PAROLE ET GUERISON

Article publié dans la Lettre n° 301


PAROLE ET GUÉRISON de Christopher Hampton. Adaptation et mise en scène Didier Long avec Barbara Schulz, Samuel Le Bihan, Bruno Abraham-Kremer, Léna Bréban, Alexandre Zambeaux, Candice Crosmary.
En août 1904, Carl Gustav Jung est le sous-directeur de l’hôpital de Burghölzli à Zurich. Sabina Spielrein, une jeune patiente russe de 19 ans, parlant couramment l’allemand, vient d’arriver dans son service. Totalement hystérique mais intelligente et cultivée, elle a tout pour plaire à ce jeune psychiatre de trente-quatre ans qui décide d’expérimenter avec elle la thérapie révolutionnaire, très récemment inventée par Sigmund Freud dont il admire le génie: la Psychanalyse. Cette cure analytique ou cure par la parole qui n’en est encore qu’à ses balbutiements, enthousiasme Carl Jung qui patiemment traite sa malade qui se dit « sale, obscène et corrompue ». Il trouve la solution dans la sexualité de Sabina, la guérit mais en tombe éperdument amoureux.
Ses rencontres avec Freud, un voyage à New-York en sa compagnie forgent une amitié. Cependant, l’orientation exclusivement sexuelle revendiquée comme unique vérité par son mentor ne lui suffit pas.

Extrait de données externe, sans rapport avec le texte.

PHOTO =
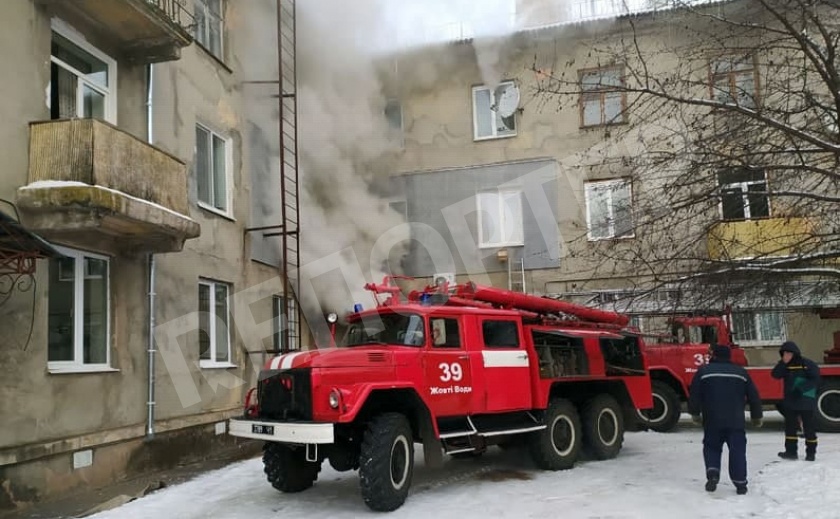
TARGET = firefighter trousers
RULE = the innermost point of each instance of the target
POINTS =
(809, 428)
(736, 442)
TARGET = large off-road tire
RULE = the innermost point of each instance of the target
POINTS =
(603, 427)
(287, 469)
(828, 406)
(386, 463)
(666, 408)
(557, 447)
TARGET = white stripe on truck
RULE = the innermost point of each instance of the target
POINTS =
(505, 359)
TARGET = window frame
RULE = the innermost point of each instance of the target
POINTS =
(499, 193)
(756, 322)
(76, 365)
(228, 211)
(732, 76)
(744, 188)
(209, 18)
(587, 189)
(110, 92)
(601, 93)
(212, 362)
(493, 102)
(283, 308)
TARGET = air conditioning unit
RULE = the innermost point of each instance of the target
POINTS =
(444, 277)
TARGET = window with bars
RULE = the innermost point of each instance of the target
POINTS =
(213, 323)
(734, 79)
(743, 194)
(210, 25)
(758, 328)
(602, 100)
(285, 324)
(609, 209)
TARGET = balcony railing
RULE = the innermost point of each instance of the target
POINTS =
(144, 31)
(95, 186)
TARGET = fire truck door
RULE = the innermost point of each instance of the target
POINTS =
(447, 369)
(506, 369)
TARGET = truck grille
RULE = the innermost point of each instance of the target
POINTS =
(286, 395)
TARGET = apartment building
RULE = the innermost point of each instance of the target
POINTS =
(509, 186)
(143, 166)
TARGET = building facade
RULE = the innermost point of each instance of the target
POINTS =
(507, 185)
(142, 141)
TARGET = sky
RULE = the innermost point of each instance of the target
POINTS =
(656, 476)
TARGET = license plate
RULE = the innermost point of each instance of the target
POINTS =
(262, 429)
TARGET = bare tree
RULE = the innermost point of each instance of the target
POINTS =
(732, 110)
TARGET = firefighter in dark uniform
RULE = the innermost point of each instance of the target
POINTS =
(719, 391)
(801, 379)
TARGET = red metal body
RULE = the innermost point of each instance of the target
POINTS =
(675, 361)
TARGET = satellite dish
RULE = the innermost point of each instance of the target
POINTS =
(508, 102)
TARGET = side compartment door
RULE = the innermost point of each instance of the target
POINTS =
(507, 372)
(447, 369)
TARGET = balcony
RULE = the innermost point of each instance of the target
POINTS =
(144, 31)
(760, 238)
(96, 187)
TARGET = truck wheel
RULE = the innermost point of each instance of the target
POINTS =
(603, 427)
(828, 406)
(666, 408)
(386, 462)
(287, 469)
(557, 447)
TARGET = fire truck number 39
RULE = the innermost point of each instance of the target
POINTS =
(450, 372)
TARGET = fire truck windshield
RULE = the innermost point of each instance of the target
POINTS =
(389, 329)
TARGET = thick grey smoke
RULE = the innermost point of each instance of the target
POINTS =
(342, 129)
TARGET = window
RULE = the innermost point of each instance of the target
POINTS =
(82, 79)
(488, 123)
(393, 115)
(445, 333)
(285, 324)
(211, 169)
(743, 194)
(758, 328)
(601, 99)
(210, 25)
(500, 218)
(500, 334)
(609, 209)
(213, 323)
(79, 312)
(733, 80)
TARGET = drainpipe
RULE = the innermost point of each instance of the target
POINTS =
(150, 403)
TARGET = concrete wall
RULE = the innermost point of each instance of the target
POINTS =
(46, 417)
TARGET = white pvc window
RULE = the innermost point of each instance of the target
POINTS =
(488, 123)
(609, 209)
(500, 218)
(213, 323)
(79, 304)
(82, 78)
(212, 166)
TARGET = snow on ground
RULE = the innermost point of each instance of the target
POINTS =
(656, 476)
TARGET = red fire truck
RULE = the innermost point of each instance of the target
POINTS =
(674, 362)
(456, 370)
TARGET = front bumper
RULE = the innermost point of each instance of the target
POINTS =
(283, 432)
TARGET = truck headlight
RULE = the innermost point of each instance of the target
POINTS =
(335, 398)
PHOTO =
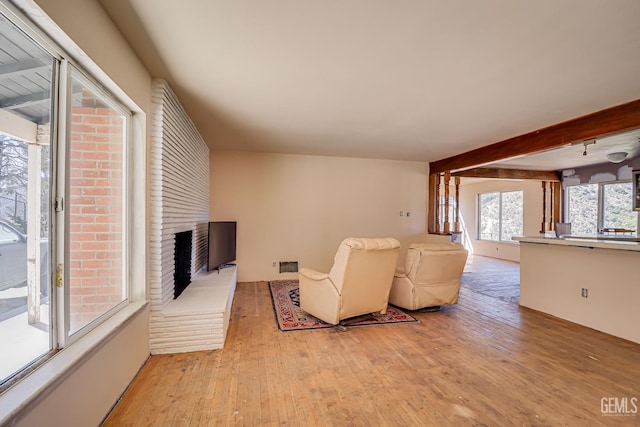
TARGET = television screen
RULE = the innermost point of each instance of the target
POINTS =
(222, 244)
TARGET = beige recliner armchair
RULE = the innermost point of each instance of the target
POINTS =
(358, 283)
(431, 276)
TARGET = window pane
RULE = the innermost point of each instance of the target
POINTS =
(97, 234)
(617, 204)
(25, 97)
(512, 217)
(583, 208)
(489, 216)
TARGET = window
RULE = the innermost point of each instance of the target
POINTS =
(63, 200)
(500, 215)
(593, 207)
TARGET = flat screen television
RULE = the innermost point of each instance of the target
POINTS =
(222, 244)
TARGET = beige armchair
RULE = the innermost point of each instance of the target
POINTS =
(431, 276)
(358, 283)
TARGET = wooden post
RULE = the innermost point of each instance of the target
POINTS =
(551, 210)
(433, 204)
(557, 201)
(447, 224)
(544, 207)
(456, 225)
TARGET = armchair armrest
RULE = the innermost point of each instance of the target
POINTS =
(312, 274)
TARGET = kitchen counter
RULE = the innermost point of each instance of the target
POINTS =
(628, 243)
(590, 281)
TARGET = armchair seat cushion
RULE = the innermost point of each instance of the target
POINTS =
(431, 276)
(358, 283)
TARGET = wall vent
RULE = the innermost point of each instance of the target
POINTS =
(288, 266)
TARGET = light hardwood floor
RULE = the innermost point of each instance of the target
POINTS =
(485, 361)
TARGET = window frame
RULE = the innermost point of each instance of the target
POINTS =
(66, 56)
(479, 216)
(600, 203)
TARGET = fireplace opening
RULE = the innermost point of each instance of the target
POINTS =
(182, 258)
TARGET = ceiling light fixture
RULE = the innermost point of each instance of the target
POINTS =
(617, 157)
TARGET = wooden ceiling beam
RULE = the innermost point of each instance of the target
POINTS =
(503, 173)
(613, 120)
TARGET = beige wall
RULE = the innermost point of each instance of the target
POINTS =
(469, 191)
(299, 208)
(552, 278)
(90, 388)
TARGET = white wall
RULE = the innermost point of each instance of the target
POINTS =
(299, 208)
(469, 190)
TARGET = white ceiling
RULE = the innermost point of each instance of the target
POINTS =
(408, 80)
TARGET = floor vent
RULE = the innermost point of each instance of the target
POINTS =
(288, 266)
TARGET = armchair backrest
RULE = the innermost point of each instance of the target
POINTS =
(363, 270)
(429, 263)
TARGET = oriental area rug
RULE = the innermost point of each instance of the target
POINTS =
(285, 297)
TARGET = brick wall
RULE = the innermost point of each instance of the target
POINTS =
(96, 210)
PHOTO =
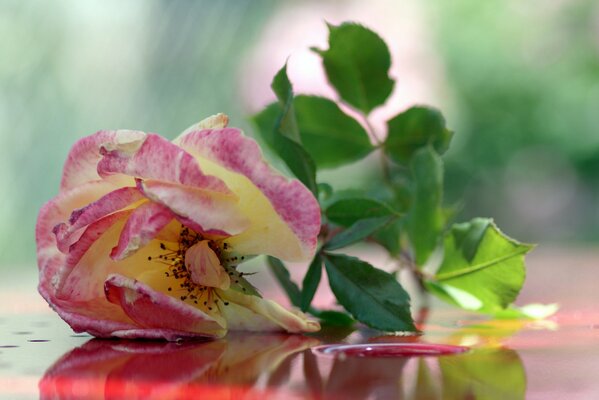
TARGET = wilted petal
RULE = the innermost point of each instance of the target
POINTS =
(252, 313)
(285, 216)
(213, 213)
(51, 261)
(217, 121)
(91, 234)
(143, 225)
(152, 310)
(97, 316)
(82, 161)
(204, 266)
(137, 157)
(81, 217)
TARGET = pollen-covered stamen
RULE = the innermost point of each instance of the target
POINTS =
(194, 269)
(204, 266)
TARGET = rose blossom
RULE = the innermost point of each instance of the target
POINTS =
(145, 235)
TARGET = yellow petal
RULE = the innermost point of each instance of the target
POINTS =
(204, 266)
(255, 314)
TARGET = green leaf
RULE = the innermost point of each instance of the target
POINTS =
(389, 237)
(346, 212)
(482, 269)
(333, 318)
(425, 219)
(281, 274)
(311, 281)
(269, 122)
(413, 129)
(493, 374)
(284, 278)
(240, 284)
(358, 231)
(357, 65)
(332, 137)
(284, 92)
(372, 296)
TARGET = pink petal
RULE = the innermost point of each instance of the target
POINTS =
(143, 225)
(51, 262)
(212, 213)
(153, 157)
(154, 311)
(291, 200)
(255, 314)
(81, 217)
(217, 121)
(96, 317)
(81, 164)
(93, 232)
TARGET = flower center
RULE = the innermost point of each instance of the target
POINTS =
(200, 267)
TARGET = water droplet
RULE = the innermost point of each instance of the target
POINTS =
(389, 350)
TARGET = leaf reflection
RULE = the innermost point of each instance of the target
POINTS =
(278, 366)
(232, 367)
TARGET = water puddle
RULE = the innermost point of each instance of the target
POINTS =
(389, 350)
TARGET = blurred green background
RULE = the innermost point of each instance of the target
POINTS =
(519, 83)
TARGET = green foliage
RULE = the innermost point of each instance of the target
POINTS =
(357, 64)
(425, 219)
(371, 295)
(294, 294)
(359, 231)
(414, 129)
(278, 127)
(479, 267)
(310, 283)
(482, 268)
(346, 212)
(330, 136)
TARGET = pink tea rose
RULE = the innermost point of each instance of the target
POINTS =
(145, 236)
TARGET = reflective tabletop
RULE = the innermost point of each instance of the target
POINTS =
(40, 357)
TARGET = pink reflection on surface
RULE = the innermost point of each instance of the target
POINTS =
(128, 369)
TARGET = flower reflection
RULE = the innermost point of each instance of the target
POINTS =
(229, 368)
(278, 367)
(491, 373)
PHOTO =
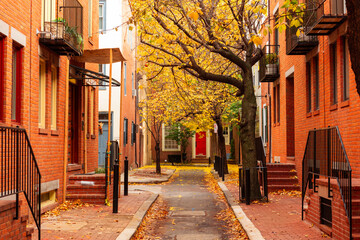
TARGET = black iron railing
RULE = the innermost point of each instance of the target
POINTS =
(325, 157)
(299, 44)
(323, 16)
(269, 64)
(19, 171)
(62, 26)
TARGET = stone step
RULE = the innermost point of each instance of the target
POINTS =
(96, 178)
(274, 188)
(77, 188)
(282, 181)
(88, 198)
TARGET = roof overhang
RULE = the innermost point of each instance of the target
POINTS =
(90, 78)
(100, 56)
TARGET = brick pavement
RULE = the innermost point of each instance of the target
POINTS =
(278, 219)
(94, 222)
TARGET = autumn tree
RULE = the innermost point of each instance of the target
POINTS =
(206, 39)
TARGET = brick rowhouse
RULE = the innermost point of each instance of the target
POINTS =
(42, 112)
(300, 104)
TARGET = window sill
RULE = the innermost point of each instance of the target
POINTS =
(333, 107)
(345, 103)
(43, 131)
(55, 133)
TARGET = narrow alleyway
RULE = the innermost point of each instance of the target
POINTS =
(192, 209)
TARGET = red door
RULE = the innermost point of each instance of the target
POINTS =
(201, 143)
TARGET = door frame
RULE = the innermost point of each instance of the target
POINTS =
(207, 145)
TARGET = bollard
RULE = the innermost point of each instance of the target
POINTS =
(247, 189)
(126, 175)
(116, 186)
(265, 184)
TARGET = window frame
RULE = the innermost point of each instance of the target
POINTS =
(16, 116)
(2, 95)
(308, 87)
(345, 69)
(103, 3)
(125, 137)
(125, 92)
(316, 83)
(54, 103)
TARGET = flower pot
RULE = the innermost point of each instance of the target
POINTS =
(56, 29)
(271, 69)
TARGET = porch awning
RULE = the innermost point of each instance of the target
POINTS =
(90, 78)
(100, 56)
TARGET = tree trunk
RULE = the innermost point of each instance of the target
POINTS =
(353, 12)
(221, 143)
(157, 151)
(247, 133)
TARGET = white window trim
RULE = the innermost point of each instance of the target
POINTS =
(163, 141)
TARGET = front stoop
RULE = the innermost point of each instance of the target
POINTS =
(87, 188)
(282, 176)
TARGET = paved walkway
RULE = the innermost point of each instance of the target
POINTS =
(278, 219)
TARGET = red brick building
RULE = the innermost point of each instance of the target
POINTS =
(313, 87)
(37, 38)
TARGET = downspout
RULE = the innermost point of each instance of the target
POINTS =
(269, 94)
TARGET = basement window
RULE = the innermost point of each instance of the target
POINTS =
(325, 212)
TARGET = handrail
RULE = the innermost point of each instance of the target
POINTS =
(19, 171)
(325, 156)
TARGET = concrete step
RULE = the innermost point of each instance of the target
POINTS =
(77, 188)
(280, 166)
(273, 188)
(87, 198)
(282, 181)
(272, 174)
(96, 178)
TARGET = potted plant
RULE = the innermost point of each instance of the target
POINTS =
(271, 60)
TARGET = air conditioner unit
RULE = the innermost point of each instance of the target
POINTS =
(134, 92)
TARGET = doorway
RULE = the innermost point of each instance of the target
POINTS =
(290, 121)
(73, 125)
(200, 144)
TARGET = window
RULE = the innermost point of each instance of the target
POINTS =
(16, 84)
(345, 56)
(91, 112)
(102, 11)
(278, 103)
(308, 86)
(317, 87)
(125, 131)
(90, 17)
(226, 135)
(168, 144)
(125, 79)
(1, 78)
(133, 133)
(42, 93)
(48, 11)
(275, 103)
(54, 81)
(333, 65)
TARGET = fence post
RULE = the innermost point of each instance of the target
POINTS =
(116, 186)
(247, 188)
(126, 175)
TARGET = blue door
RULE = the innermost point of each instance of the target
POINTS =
(102, 144)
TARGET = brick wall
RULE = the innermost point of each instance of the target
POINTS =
(48, 144)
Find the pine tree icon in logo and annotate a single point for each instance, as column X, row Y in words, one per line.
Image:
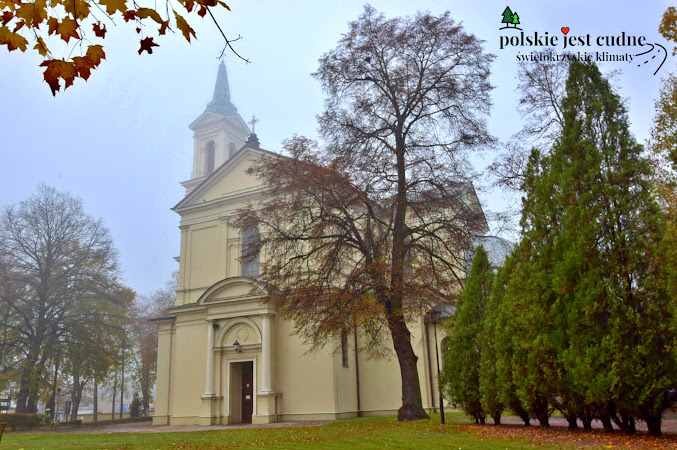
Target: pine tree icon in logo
column 510, row 18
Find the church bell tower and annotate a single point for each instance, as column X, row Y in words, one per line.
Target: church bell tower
column 218, row 133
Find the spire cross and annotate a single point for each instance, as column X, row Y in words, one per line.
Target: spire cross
column 253, row 123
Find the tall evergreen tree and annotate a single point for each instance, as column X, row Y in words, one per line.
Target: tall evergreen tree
column 461, row 382
column 590, row 280
column 612, row 275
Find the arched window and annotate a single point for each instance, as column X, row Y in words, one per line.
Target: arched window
column 209, row 156
column 250, row 252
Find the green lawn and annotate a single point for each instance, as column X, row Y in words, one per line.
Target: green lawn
column 378, row 432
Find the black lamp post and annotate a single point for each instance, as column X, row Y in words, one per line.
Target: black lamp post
column 435, row 319
column 56, row 403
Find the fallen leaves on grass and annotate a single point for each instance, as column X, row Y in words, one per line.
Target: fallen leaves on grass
column 578, row 438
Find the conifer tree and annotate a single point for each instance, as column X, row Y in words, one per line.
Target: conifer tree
column 461, row 382
column 589, row 291
column 496, row 366
column 612, row 275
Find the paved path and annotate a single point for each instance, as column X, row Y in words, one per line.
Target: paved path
column 146, row 427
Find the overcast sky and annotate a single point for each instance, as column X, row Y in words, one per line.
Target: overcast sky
column 121, row 141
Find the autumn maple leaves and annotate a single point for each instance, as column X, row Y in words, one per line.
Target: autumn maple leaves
column 67, row 20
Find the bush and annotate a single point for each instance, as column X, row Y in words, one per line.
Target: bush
column 22, row 421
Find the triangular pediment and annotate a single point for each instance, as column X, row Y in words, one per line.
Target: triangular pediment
column 228, row 180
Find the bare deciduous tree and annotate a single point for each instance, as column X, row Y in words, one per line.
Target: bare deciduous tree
column 64, row 262
column 369, row 230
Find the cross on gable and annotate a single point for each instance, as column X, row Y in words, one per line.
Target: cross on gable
column 253, row 123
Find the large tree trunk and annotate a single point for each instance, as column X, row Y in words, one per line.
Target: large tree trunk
column 96, row 402
column 76, row 397
column 412, row 404
column 112, row 408
column 26, row 403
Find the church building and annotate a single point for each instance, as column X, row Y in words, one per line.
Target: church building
column 224, row 356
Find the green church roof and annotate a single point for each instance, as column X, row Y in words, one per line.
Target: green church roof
column 221, row 103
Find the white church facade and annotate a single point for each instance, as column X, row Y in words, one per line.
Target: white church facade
column 224, row 356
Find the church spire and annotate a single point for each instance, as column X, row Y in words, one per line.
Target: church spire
column 221, row 103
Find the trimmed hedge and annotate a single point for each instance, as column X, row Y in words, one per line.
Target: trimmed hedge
column 117, row 421
column 16, row 421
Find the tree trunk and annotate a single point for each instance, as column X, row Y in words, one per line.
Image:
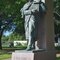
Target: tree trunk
column 1, row 33
column 0, row 44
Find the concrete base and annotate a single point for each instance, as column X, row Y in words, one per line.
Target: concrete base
column 43, row 55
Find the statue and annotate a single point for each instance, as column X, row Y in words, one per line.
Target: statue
column 32, row 15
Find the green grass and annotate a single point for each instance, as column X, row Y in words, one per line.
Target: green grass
column 58, row 58
column 5, row 56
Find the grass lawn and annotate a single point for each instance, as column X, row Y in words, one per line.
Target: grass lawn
column 5, row 56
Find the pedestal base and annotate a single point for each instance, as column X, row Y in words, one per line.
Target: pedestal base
column 43, row 55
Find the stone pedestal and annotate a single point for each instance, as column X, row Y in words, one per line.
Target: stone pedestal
column 45, row 39
column 38, row 55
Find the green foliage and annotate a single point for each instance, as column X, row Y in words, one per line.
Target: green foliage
column 57, row 16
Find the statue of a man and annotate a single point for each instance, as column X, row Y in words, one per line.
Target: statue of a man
column 31, row 15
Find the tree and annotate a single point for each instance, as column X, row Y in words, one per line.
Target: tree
column 57, row 16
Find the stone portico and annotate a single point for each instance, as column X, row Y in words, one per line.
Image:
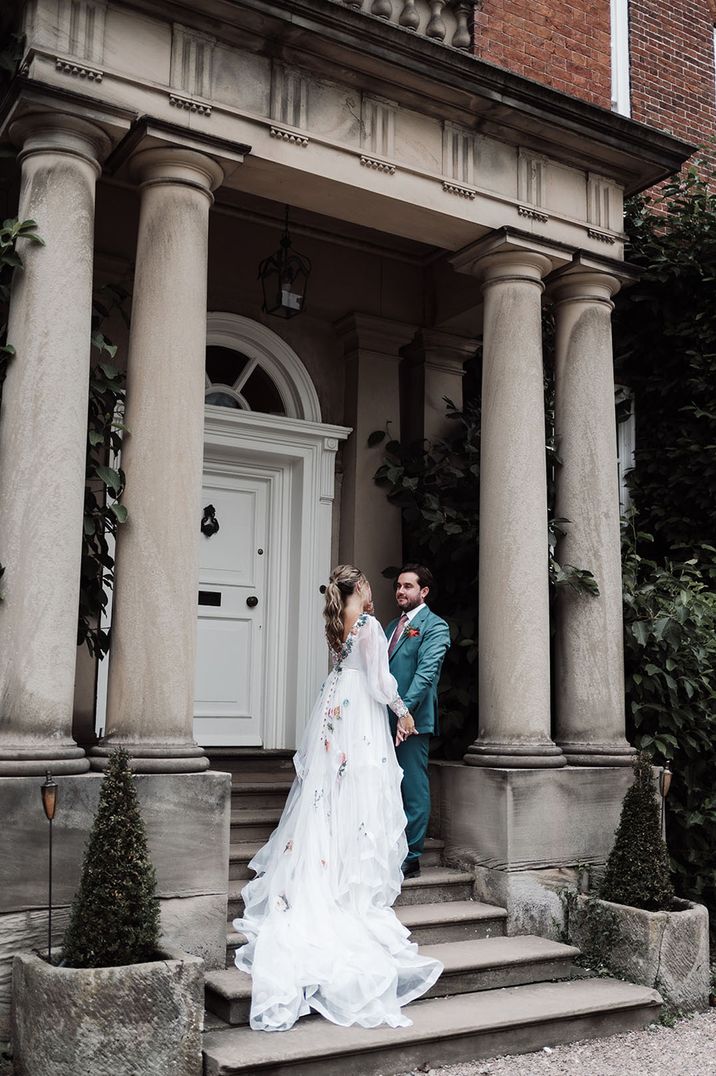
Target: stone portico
column 443, row 201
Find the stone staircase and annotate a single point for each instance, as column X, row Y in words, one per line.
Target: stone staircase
column 497, row 994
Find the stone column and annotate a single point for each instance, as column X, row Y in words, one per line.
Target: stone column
column 153, row 654
column 43, row 433
column 431, row 371
column 370, row 529
column 514, row 605
column 589, row 674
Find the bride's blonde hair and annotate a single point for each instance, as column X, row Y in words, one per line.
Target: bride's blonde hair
column 342, row 582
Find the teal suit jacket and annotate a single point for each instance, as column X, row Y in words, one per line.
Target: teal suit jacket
column 416, row 664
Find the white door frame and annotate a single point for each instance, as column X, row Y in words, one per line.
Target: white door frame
column 298, row 458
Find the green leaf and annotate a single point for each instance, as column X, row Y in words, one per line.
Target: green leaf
column 120, row 511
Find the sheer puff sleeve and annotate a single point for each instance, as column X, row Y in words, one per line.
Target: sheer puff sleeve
column 373, row 649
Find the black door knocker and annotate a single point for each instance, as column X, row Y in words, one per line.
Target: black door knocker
column 209, row 521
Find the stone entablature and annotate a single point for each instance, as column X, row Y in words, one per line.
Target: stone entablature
column 447, row 22
column 451, row 181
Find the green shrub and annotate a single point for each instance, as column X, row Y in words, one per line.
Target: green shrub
column 665, row 352
column 114, row 918
column 637, row 868
column 670, row 655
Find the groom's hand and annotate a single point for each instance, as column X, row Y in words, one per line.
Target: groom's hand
column 406, row 726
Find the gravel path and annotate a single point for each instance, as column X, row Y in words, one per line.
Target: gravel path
column 687, row 1049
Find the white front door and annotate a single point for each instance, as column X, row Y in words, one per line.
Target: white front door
column 232, row 609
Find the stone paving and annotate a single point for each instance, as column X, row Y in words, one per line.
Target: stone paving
column 686, row 1049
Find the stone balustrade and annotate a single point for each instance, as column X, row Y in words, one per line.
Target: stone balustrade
column 447, row 22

Il souhaite en élargir l’orientation en expérimentant les voies du spiritisme et de la symbolique religieuse ce que réfute Freud qui voit comme un « suicide professionnel » d’engager la psychanalyse dans les voies du mysticisme et de la superstition : « Notre discipline est déjà tellement attaquée de toutes parts, qu’il est dangereux de l’égarer […] dans le labyrinthe du mysticisme sous quelque forme que ce soit ». Mais si Sabina est la patiente de Jung, elle est aussi sa maîtresse. Cette liberté prise à l’égard de la cure analytique que Freud ne manque pas de lui reprocher le perturbe, la rupture est irrémédiable et douloureuse. Les divergences de pensée face à la psychanalyse entre Freud et lui vont aussi conduire à la scission de leur amitié, malgré les efforts de Sabina pour les réconcilier. Celle-ci deviendra à son tour médecin psychanalyste et se rapprochera de Freud.
Christopher Hampton connaît son sujet. Il a écrit cette pièce dans un souci d’authenticité, à partir des correspondances de Freud et Jung et du journal intime de Sabina Spielrein. Il rend vraisemblables les portraits de ses personnages, les circonstances de leurs rencontres, leurs propos et l’évolution de leurs relations sur neuf années. La pièce, construite autour des relations professionnelles et intimes des différents personnages est passionnante car on apprécie la clarté des points de vue divergents de Jung et Freud, tout comme la situation déroutante de Jung pris dans le dilemme de la liberté sexuelle qu’il s’est octroyée, entre une maîtresse à la forte personnalité et une épouse séduisante, fortunée, compréhensive et aimante qui lui conçoit des enfants avec une régularité de métronome.
La notoriété de Didier Long est aussi immense que le succès des œuvres qu’il a mises en scène. Parole de Guérison ne l’aura pas dérouté. Le début de la pièce ressemble beaucoup à la quête de l’identité par la psychanalyse développée dans Equus de Peter Sheffer qu’il avait magistralement mise en scène l’an dernier (Lettre 289). Avec Parole et guérison, il signe une adaptation rigoureuse et une mise en scène à la fois subtile et fluide dont le déroulement sans unité de lieu ou de temps ne lasse pas un instant. La naissance de la psychanalyse peut sembler un sujet ardu mais il est ici tout à fait accessible. L’explication de la persistance de Freud à penser que l’inconscient est tout et que tout est sexualité est particulièrement intéressante. Didier Long est soutenu dans sa tâche par des lumières subtiles et un décor très étudié car très mobile, évitant la lourdeur inhérente aux changements de lieux fréquents. Les comédiens, très à l’aise, sont fantastiques. Barbara Schulz et Samuel Le Bihan font tous les deux vivre leur personnage avec talent, chacun lui donnant l’épaisseur d’un corps mais aussi la sensibilité d’une âme. Théâtre Montparnasse 14e.